Sam - Yeah. So we start with the transcript and we're going to feed these words into different kinds of language models, right? And we had hypothesised that this new generation of large language models will best fit the human brain activity. Because these models really capture the meaning of words in context.
Chris - So unlike where we might have a problem, if I said to you, you were cold, I could mean you are thermally challenged. On the other hand, I could mean you're extremely unforthcoming in this interview <laugh>. And unless I know the context and you know the context, then actually a model wouldn't know. So that's what you're trying to say. You're trying to extract a lot more information about the words which will make your interpretation, I suppose, a lot more accurate.
Sam - Yeah, that's right. Models like GPT can really sculpt the meaning of each word as you're going through a conversation and represent that word in a much more specific context sensitive way.
Chris - So when you do this, what do you actually see then once you start subjecting the brain activity patterns to this sort of scrutiny with this very tight interpretation, much more accurate now of the context of the words being used by the speaker and the receiver. What emerges?

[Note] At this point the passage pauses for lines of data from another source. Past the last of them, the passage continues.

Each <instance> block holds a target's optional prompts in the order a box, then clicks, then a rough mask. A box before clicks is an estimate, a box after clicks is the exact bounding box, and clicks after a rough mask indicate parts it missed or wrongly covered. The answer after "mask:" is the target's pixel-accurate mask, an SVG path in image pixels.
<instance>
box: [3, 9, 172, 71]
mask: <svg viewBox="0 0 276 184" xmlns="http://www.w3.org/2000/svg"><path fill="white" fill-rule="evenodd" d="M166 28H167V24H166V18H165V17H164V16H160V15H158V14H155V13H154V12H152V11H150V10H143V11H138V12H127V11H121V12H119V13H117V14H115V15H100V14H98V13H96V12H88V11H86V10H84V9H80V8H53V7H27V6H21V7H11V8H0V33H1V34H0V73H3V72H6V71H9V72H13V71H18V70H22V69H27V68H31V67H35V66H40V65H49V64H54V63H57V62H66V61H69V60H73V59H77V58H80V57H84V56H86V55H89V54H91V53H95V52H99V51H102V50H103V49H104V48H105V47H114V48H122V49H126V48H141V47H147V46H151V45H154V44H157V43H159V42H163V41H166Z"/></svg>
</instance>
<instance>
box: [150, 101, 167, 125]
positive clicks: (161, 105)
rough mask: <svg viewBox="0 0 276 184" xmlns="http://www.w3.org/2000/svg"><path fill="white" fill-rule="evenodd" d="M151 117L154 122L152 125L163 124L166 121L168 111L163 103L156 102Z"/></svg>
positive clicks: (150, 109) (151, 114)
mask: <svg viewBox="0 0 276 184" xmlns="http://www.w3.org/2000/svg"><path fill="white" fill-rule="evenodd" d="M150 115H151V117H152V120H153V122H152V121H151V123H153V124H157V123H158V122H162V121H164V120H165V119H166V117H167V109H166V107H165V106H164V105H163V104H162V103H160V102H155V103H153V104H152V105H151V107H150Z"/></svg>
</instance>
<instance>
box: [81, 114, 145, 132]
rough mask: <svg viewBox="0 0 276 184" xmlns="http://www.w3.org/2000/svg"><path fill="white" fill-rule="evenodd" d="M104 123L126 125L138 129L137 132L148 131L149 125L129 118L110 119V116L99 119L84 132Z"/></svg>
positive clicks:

Sam - Yeah, so we use these rich context sensitive representations from a model like GPT and we're going to run these representations up against the brain data. We can see this really beautiful dynamic where just prior to each word, word by word, as I'm speaking like this. Just prior to each word, the model can capture linguistic content starting to emerge in my brain activity prior to the articulation of the word. And then as soon as I say the word, we can see that same linguistic content reemerging in your brain as you hear the word. And as you process the meaning of it.
Chris - If you mix up people from different cultures, backgrounds, linguistic backgrounds, would you get a different result here? Because there's this old saying, isn't there lost in translation? I presume the people here were from the same sort of cultural and linguistic background. So this sort of synergy occurs. But would you expect a difference if I put someone from the other side of the world who didn't naturally speak English, it was their second language in the room?
Sam - Yeah, absolutely. If you have, for example, a non-native English speaker who's not particularly proficient in English, right? I think that using this kind of modelling approach, you would be able to see that their brain is not as easily keeping up with your brain or they might have to do more neural work to keep up with your brain in a way that might be much more sort of easy for a native speaker.
Chris - I presume the two people who were chatting got on okay. What would happen if they disagreed? What about if you started a row between them <laugh>? Would you start to see them reacting quite differently? Because obviously one's brain is syncing up with the other because they like each other, they're agreeing with each other. What about if they fell out?
Sam - I don't think we have particularly good examples of that in this relatively limited set of conversations, but you can certainly imagine scenarios where we are not aligning, right? Like our brain activity is not aligning. Or maybe, maybe I'm trying to kind of push you in a particular direction, or maybe I'm even trying to deceive you or something like this, right? There are a lot of interesting scenarios where alignment is not really the only goal. We're not really able to look at that with the data that we have. But I think it's a really interesting question.